Was it really that easy?

Yes, and no.

Winding back a bit.

In January 2014 I made a decision to end my career as a photographer, in a business sense, anyway.

A year later, in January 2015 I fell apart. It was like a physical falling, into a deep pit within myself, an extreme form of the spiraling in I have experienced most winters. A shutting down of the senses, an inability to cope with the stimuli that the world bombarded me with. I clung to the walls of the house- sometimes literally, for stability and comfort and was unable to leave for a few weeks. Anyone who has experienced crippling anxiety and an exhausting depression knows what a feat of will it takes just to get up in the morning. It was hell. And yet I have everything in life I have ever wanted- I am seriously blessed.
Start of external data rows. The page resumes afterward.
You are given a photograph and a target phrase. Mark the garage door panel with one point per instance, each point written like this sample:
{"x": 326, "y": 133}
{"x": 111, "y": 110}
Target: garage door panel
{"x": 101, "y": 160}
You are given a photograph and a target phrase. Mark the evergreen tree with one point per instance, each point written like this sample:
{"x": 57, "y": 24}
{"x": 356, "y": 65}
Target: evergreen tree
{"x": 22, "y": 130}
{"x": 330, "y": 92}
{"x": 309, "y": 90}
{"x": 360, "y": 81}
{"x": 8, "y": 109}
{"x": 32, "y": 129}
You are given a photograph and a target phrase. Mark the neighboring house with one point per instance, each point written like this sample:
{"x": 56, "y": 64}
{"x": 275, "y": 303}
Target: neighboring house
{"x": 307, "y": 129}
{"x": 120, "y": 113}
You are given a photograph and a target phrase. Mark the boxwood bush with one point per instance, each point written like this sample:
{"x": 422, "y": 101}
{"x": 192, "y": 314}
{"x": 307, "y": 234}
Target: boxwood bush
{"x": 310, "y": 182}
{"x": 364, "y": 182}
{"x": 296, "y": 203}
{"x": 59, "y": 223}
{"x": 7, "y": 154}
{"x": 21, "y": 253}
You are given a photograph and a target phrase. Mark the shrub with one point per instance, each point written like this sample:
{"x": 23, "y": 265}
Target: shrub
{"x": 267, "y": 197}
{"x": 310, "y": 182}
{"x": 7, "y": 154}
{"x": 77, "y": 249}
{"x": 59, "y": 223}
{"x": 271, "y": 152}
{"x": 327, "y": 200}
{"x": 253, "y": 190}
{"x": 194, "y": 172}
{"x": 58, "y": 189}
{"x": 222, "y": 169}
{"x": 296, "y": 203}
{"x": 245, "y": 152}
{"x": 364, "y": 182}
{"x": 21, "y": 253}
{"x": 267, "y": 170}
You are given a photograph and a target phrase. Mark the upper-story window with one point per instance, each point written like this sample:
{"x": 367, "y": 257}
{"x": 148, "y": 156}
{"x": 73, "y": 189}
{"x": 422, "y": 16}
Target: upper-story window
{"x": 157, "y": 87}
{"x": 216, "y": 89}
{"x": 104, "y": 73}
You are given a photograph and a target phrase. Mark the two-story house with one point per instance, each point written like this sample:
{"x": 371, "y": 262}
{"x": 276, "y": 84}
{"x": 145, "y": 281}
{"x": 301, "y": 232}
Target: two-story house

So why did it happen?

Arguably it’s a moot question; suffice to say I was experiencing a perfect storm of hormonal change; the loss of social interaction running a successful photography business gave me; a pummelling two-year programme of house renovations; an emptying nest as the children turned the corner into adulthood; a transition from daughter to carer for my mum as she was diagnosed with dementia just before my dad’s death… and a mid-life lack of direction and purpose, all resulting in this devastating existential crisis.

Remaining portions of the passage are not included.